The deliberate policy of price stability through increased unemployment is background to National’s big policy announcement last weekend. National would introduce incentives and sanctions to force more young people to work.
I am all in favour of young people in work, but National’s policy makes no sense. It conflicts with their support for giving the Reserve Bank the sole target of ‘price stability’ (ie targeting inflation).
No amount of upskilling unemployed young people will make a difference if the Bank targets a minimum level of unemployment to restrain inflation. Economists call this the ‘natural rate of unemployment’.
‘Natural’ sounds wholesome and chemical-free, but economists mean something closer to the Hobbesian state of nature: If unemployment drops below the ‘natural rate’ they believe inflation will result, so interest rates must be raised, and the employment prospects of young people will be brutish and short.
In hindsight, the Reserve Bank probably should have tightened faster than it did, but that doesn’t mean its decision was wrong at the time.

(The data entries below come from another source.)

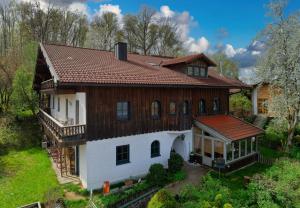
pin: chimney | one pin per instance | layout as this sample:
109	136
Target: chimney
121	51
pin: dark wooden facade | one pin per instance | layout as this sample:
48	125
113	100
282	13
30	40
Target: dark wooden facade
101	103
101	106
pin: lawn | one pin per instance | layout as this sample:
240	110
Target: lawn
234	181
25	176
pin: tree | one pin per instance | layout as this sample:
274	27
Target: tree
280	65
225	66
167	42
53	25
141	30
162	199
105	31
240	104
23	96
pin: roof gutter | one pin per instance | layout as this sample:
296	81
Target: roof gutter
51	68
87	84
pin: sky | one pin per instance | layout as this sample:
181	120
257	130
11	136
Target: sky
204	25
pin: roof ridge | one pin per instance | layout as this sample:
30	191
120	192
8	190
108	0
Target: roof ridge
96	49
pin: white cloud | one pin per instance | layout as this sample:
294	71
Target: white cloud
248	75
196	46
166	11
230	51
255	53
110	8
184	22
79	7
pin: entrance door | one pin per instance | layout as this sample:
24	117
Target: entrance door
207	157
77	113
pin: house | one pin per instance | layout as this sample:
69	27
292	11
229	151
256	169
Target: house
110	115
261	99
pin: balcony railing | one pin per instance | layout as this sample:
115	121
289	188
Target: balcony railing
64	133
48	84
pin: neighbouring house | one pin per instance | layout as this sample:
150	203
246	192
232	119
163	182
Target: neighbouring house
107	116
261	99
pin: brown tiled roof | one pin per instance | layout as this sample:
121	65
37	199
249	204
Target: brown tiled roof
230	127
88	66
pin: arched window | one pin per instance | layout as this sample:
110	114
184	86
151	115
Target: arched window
155	109
172	108
185	108
155	149
202	106
216	105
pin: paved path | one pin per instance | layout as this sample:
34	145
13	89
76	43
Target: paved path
194	174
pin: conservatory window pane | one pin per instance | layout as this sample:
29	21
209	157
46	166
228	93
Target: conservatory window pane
219	149
236	149
243	148
253	140
197	144
249	146
229	152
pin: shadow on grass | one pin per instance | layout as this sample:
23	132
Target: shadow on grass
235	180
19	134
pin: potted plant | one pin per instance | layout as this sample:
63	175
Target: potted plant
192	157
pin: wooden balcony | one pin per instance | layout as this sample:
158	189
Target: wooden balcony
63	135
47	85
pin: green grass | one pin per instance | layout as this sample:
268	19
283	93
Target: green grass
25	176
270	153
234	181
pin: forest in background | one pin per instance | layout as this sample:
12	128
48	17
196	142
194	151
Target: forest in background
25	24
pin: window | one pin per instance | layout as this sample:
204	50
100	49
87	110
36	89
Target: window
122	153
218	149
58	104
202	107
53	102
236	149
248	146
190	71
155	149
155	109
216	105
172	108
229	152
243	147
262	105
123	110
203	72
196	71
185	108
253	140
197	143
67	109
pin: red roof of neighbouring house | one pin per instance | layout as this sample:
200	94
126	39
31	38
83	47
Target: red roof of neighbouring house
230	127
74	65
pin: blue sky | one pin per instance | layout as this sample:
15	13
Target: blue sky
241	19
199	23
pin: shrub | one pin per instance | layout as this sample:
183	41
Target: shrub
275	134
157	175
175	163
295	152
162	199
178	176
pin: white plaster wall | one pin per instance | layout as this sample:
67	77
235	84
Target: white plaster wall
83	165
254	101
101	156
61	115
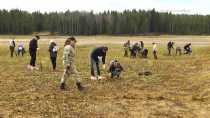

Those critics who argue for the Bank to focus on inflation alone must be frank about the price of their choice: potentially deep recession, massive job losses and widespread business failures.
Instead, they tell us the unemployed just need more sticks to make them work. They blame them for being the victim of deliberate policy.
Bashing vulnerable young people turned out not to be a smart idea in the National Party this week. It won’t be smart in future either.